Zonebourse • 06/04/2026 a las 17:01
Wall Street ha reabierto con un tono indeciso, con un ligero predominio del verde gracias a una leve caída del precio del «WTI» del 2,5 % hasta los 111,3 $. Sin embargo, el «West Texas» sigue en una situación de inversión histórica con respecto al «Brent», que se cotiza a menos de 109,5 $ en Londres.
Los inversores se muestran reacios a tomar posiciones antes de que Donald Trump se pronuncie sobre el conflicto (al que él llama «operación» y no guerra) y dé detalles sobre su ultimátum «antes del infierno», aplazado menos de 24 horas.
Ha prometido «devolver a Irán a la Edad de Piedra» (la liberación del pueblo iraní no es más que un pretexto lejano), ya que la prioridad del momento es la reapertura del estrecho de Ormuz, aunque ello suponga privar a 90 millones de personas de electricidad, de instalaciones industriales y de universidades.
El índice Dow Jones registra un 0,2 % tras una hora de cotización, situándose en 46 600; el S&P 500 avanza un 0,25 % hasta los 6 600; el Nasdaq Composite gana entre un 0,3 % y un 0,4 %, hasta situarse en torno a los 24 130.
El «VIX», de forma inesperada, no se relaja por ello y registra un 2 % hasta situarse en 24,5, prueba de que el nerviosismo sigue a flor de piel.
Wall Street podría repuntar ante el más mínimo indicio de calma, pero si no fuera así, o si una refinería del Golfo sufriera daños graves (que requerirían entre tres y cuatro años de obras para su rehabilitación), lo que reduciría la producción mundial en uno o varios millones de barriles al día, las malas noticias tendrían un efecto acumulativo, ya que las «cifras del día» no son buenas.
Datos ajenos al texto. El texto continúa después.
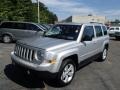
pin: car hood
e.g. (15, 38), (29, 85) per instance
(18, 37), (75, 51)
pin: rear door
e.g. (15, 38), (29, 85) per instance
(79, 25), (97, 61)
(27, 23), (42, 37)
(94, 25), (105, 53)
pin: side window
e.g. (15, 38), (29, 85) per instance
(27, 24), (40, 31)
(95, 26), (103, 37)
(82, 26), (94, 40)
(14, 23), (26, 30)
(102, 26), (107, 35)
(0, 22), (13, 28)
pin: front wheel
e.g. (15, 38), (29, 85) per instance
(97, 48), (108, 62)
(58, 59), (76, 86)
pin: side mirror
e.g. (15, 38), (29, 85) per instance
(81, 35), (93, 42)
(37, 31), (45, 36)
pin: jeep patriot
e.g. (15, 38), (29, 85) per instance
(11, 23), (109, 86)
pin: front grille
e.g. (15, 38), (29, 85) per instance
(15, 44), (35, 62)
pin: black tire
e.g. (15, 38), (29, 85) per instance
(97, 48), (108, 62)
(57, 59), (76, 86)
(2, 35), (12, 43)
(115, 36), (120, 40)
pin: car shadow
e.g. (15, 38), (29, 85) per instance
(4, 62), (92, 89)
(4, 64), (45, 88)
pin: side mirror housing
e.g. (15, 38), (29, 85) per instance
(37, 31), (45, 36)
(81, 36), (93, 42)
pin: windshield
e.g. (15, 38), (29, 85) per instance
(45, 25), (81, 40)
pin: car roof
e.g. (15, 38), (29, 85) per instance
(56, 22), (105, 26)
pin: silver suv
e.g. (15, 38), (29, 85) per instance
(11, 23), (109, 86)
(0, 21), (47, 43)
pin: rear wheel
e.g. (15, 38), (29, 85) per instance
(58, 59), (76, 86)
(2, 35), (12, 43)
Es incluso el peor escenario posible, ya que la actividad del sector terciario se ralentiza bruscamente, mientras que los «precios pagados» por las empresas se disparan de forma abrupta, lo que constituye una primera señal de que el conflicto en Oriente Medio está impulsando las presiones inflacionistas.
El crecimiento del sector de los «servicios» en Estados Unidos cae 2,1 puntos: el índice ISM de servicios se situó en 54,0 en marzo, frente a los 56,1 de febrero, mientras que la previsión de los economistas era de 55.
El índice ISM de «precios pagados» por las empresas se dispara un 10 % en un mes: subió hasta 70,7 el mes pasado, frente a 63,0 en febrero, situándose en su nivel más alto desde octubre de 2022.
Por su parte, el subíndice de plazos de entrega de los proveedores ha subido hasta 56,2, frente a 53,9 en febrero, lo que refleja un alargamiento de los plazos en fábrica que ya afecta al sector agroalimentario (los profesionales hablan de «retrasos en los contenedores»), pero también a toda la «cadena de suministro», que podría descarrilarse con interrupciones en las entregas de compuestos químicos, microcontroladores y metales refinados procedentes de China.
Por no hablar de la escasez de fertilizantes procedentes del Golfo, que disparará el precio de los cereales y creará un «efecto de segunda ronda» de aquí a finales del verano.
El precio medio de la gasolina en las gasolineras estadounidenses ha superado ampliamente los 4 dólares por galón por primera vez en más de tres años (el «WTI» ha superado los 110 dólares, lo que no perdona)... los precios del gasóleo y de la «gasolina sin plomo Premium» rondan los 6 dólares en California (aproximadamente 1,4 euros por litro).
A pesar de esta combinación de malas cifras, el rendimiento de los bonos del Tesoro se relaja de forma contraintuitiva con -1,5 puntos en el «a 10 años» hasta el 4,332 % y lo mismo en el «a 30 años» hasta el 4,891 %.